Jason Mott / L’invisibilità del bambino nero

Jason Mott, Che razza di libro!, tr. Valentina Daniele, NNE, pp. 320, euro 19,00 stampa, euro 9,99 epub

Molti anni sono trascorsi dall’uscita di Invisible man, romanzo nel quale Ralph Ellison definiva l’essere nero come una vera e propria malattia dell’anima. Se le persone ti guardano senza vederti, inizi a dubitare della tua stessa identità. Ti guardi nello specchio, per scorgere un volto sconosciuto. In Hell of a book!, vincitore del National Book Award 2021, Jason Mott aggiorna il tema alla realtà odierna. L’invisibilità diviene allora una difesa, un trucco impossibile per sottrarsi al mondo e alla sua brutalità. In Ellison l’invisibilità è una negazione di valore, un gesto di sdegno, mentre in Mott appare come un’utopia di salvezza. Il bambino dalla pelle nerissima come un pozzo profondo, dove la luce non ha mai avuto albergo, immagina di poter eludere gli sguardi degli altri, di poter dimenticare la propria condanna. Scopriremo poi che è stato ucciso da un poliziotto troppo zelante, che la sua vicenda è una delle tante alle quali ci ha abituati la cronaca statunitense.

Il razzismo si mostra in tutta la sua inarrestabile brutalità.
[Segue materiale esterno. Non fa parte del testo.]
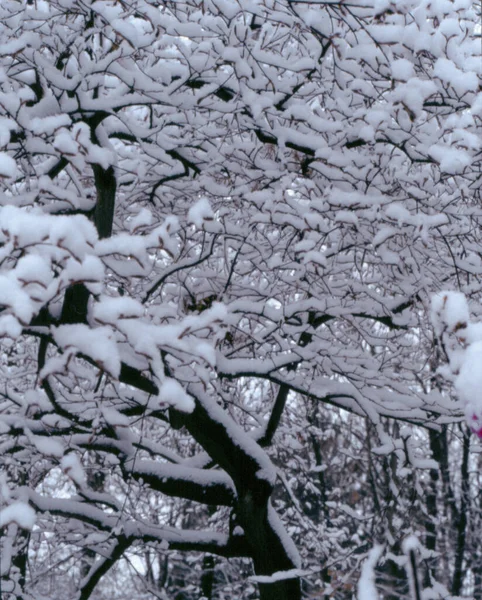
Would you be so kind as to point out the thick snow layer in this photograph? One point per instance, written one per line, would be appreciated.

La colonna sonora dell’America è quella dei colpi di pistola, dei cortei di protesta e delle tensioni sociali. Mott riesce a costruire un libro originale e ardito, ironico e commovente. Il protagonista è uno scrittore ritratto mentre sta girando gli Stati Uniti nel tour promozionale del suo romanzo di esordio, che si chiama appunto Che razza di libro! Alla sua prima apparizione lo vediamo scappare dalla furia del marito di un’amante occasionale, nudo in un albergo quasi deserto, braccato come un cane randagio. Le sue funamboliche peripezie si alternano a quelle del bambino, chiamato Nerofumo per via della pelle scurissima. Le loro storie si intrecciano in un percorso in bilico fra realtà e immaginazione. Lo scrittore cerca di sottrarsi alle pastoie imposte dal suo essere nero. “Gli scrittori bianchi non devono scrivere per forza dell’essere bianchi. Possono scrivere i libri che vogliono. Ma visto che sono nero…” Una prospettiva immediatamente rovesciata dalla sua agente, secondo la quale “l’ultima cosa di cui la gente vuol sentir parlare è l’essere neri”.
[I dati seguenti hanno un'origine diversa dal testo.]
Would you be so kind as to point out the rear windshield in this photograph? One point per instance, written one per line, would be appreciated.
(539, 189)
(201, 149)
Eppure Mott riesce a parlarne in maniera leggera e profonda al tempo stesso, descrivendo un’America schiava delle armi e della violenza. Anche la scrittura è in realtà una prigione. Mott sembra cercare il modo giusto di narrare la propria storia, una vicenda che sgomenta, quasi troppo grande da raccontare. Tutti vogliono sapere quello che farai in futuro, mentre quello che hai fatto viene consumato in un tempo molto breve. L’invisibilità allora non è solo quella dei neri, ma coinvolge la realtà intera. Nel mondo odierno tutti appaiono come immagini incerte su uno schermo. “Più invecchi, più scopri che sta crollando tutto, e anzi è peggio: crolla tutto da sempre”. I sogni svaniscono sotto la pressione della realtà che affonda i denti nella carne. Alla fine si resta soli, con la consapevolezza che “nessuno cercherà giustizia per le persone come te”. Ne risulta l’immagine crudele di un’America lacerata, costituita da una nazione nata in esilio nel ventre dell’altra, un luogo nel quale bisogna convivere con il dolore, coltivando la fragile utopia della speranza.